By clicking “Sign up for GitHub”, you agree to our terms of service and privacy statement. We’ll occasionally send you account related emails.

Already on GitHub? Sign in to your account

neptune.ai logger produces lots of errors when logging "training/epoch" #19679

Open
simon-ging opened this issue Mar 20, 2024 · 1 comment
Open
Labels
bug Something isn't working help wanted Open to be worked on logger: neptune

Comments

@simon-ging
Copy link

Bug description

Neptune logger gives a lot of errors like "[neptune] [error ] Error occurred during asynchronous operation processing: X-coordinates (step) must be strictly increasing for series attribute: training/epoch.
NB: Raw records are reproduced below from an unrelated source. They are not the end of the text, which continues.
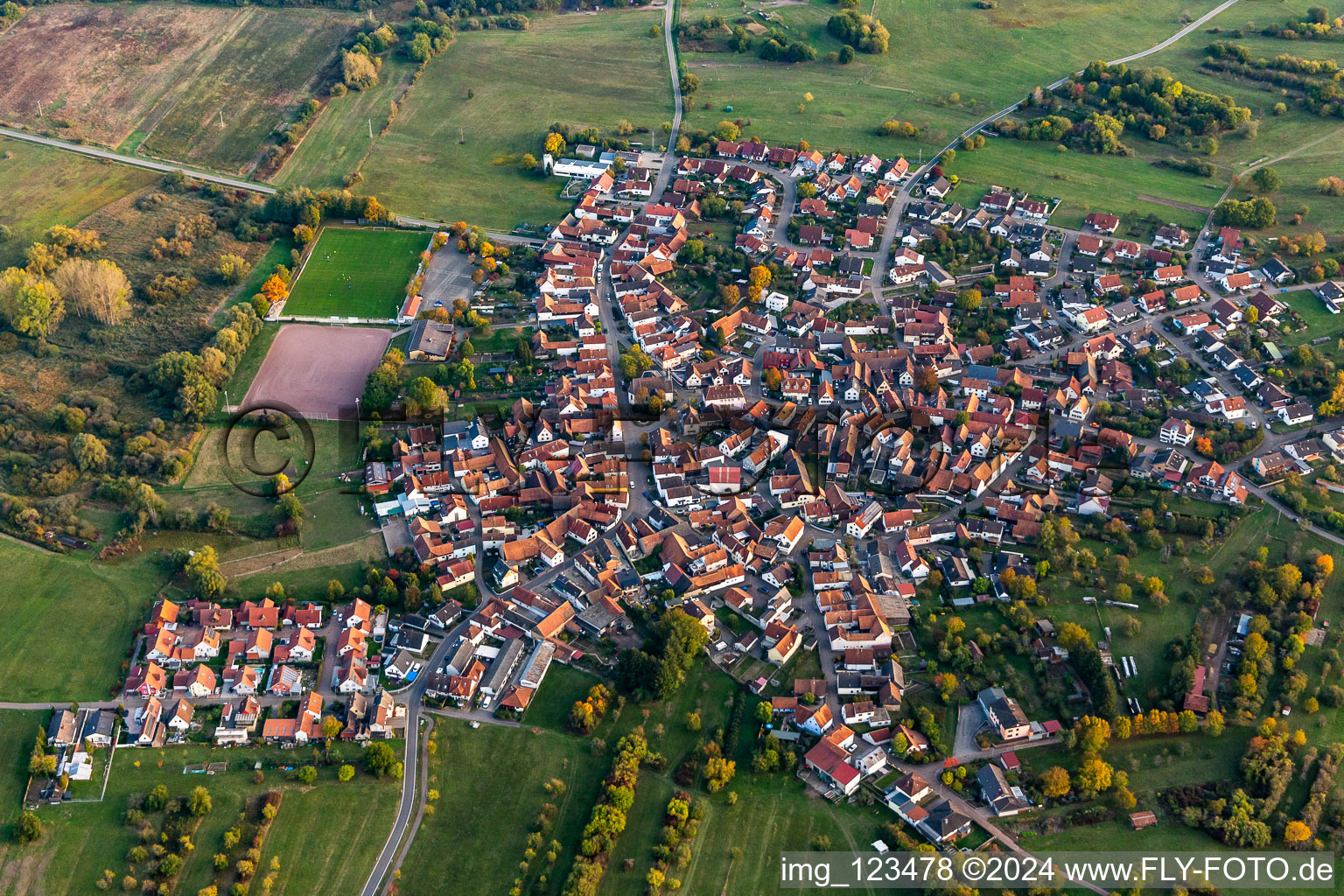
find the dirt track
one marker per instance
(316, 369)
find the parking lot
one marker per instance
(446, 278)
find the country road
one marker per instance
(250, 186)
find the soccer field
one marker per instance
(356, 273)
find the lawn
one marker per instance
(488, 100)
(101, 70)
(937, 50)
(492, 780)
(356, 273)
(263, 73)
(328, 833)
(1319, 320)
(346, 130)
(67, 622)
(484, 817)
(46, 187)
(1082, 183)
(335, 451)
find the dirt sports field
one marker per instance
(318, 371)
(104, 67)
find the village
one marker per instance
(875, 404)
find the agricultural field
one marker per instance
(491, 817)
(344, 133)
(1085, 183)
(269, 66)
(98, 607)
(356, 273)
(937, 50)
(128, 230)
(453, 148)
(324, 836)
(98, 70)
(1300, 175)
(45, 187)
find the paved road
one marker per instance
(410, 760)
(902, 199)
(975, 813)
(109, 155)
(84, 150)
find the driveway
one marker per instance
(970, 719)
(446, 278)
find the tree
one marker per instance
(1092, 734)
(95, 289)
(32, 305)
(970, 300)
(1296, 833)
(1266, 180)
(1054, 782)
(379, 758)
(1095, 775)
(927, 381)
(358, 72)
(420, 49)
(89, 452)
(200, 802)
(202, 570)
(275, 289)
(757, 280)
(425, 396)
(231, 268)
(29, 828)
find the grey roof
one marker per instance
(503, 667)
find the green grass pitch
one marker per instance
(356, 273)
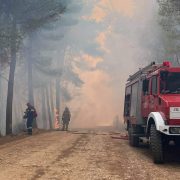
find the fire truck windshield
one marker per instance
(169, 82)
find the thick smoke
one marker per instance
(128, 37)
(92, 49)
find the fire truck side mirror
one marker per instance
(163, 75)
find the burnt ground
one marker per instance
(81, 155)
Invalid point: 34.0"

Those are actually false positives, the "training/epoch" curve in the neptune UI looks fine.

similar to #2946

What version are you seeing the problem on?

v2.2

How to reproduce the bug

setup NEPTUNE_API_TOKEN and NEPTUNE_PROJECT first for a proper connection to neptune.ai


import os

import lightning as lit
import torch
from lightning.pytorch.loggers import NeptuneLogger
from torch.utils.data import Dataset, DataLoader


class DummyDataset(Dataset):
    def __init__(self):
        pass

    def __len__(self):
        return 100

    def __getitem__(self, item):
        return {"image": torch.rand(3, 16, 16), "label": torch.randint(0, 100, (1,))}


class DummyModel(lit.LightningModule):
    def __init__(self):
        super().__init__()
        self.model = torch.nn.Linear(3 * 16 * 16, 100)
        self.epoch_identifier = "dummy"

    def forward(self, x):
        return self.model(x)

    def training_step(self, batch, batch_idx):
        x, y = batch["image"], batch["label"]
        x = x.view(x.size(0), -1)
        y = y.view(-1)
        logits = self.model(x)
        loss = torch.nn.functional.cross_entropy(logits, y)
        self.log("train_loss", loss, on_step=True, on_epoch=True, prog_bar=True, logger=True)
        return loss

    def configure_optimizers(self):
        optimizer = torch.optim.Adam(self.parameters(), lr=1e-3)
        return optimizer

    def validation_step(self, batch, batch_idx):
        x, y = batch["image"], batch["label"]
        x = x.view(x.size(0), -1)
        y = y.view(-1)
        logits = self.model(x)
        loss = torch.nn.functional.cross_entropy(logits, y)
        self.log("val_loss", loss, on_step=True, on_epoch=True, prog_bar=True, logger=True)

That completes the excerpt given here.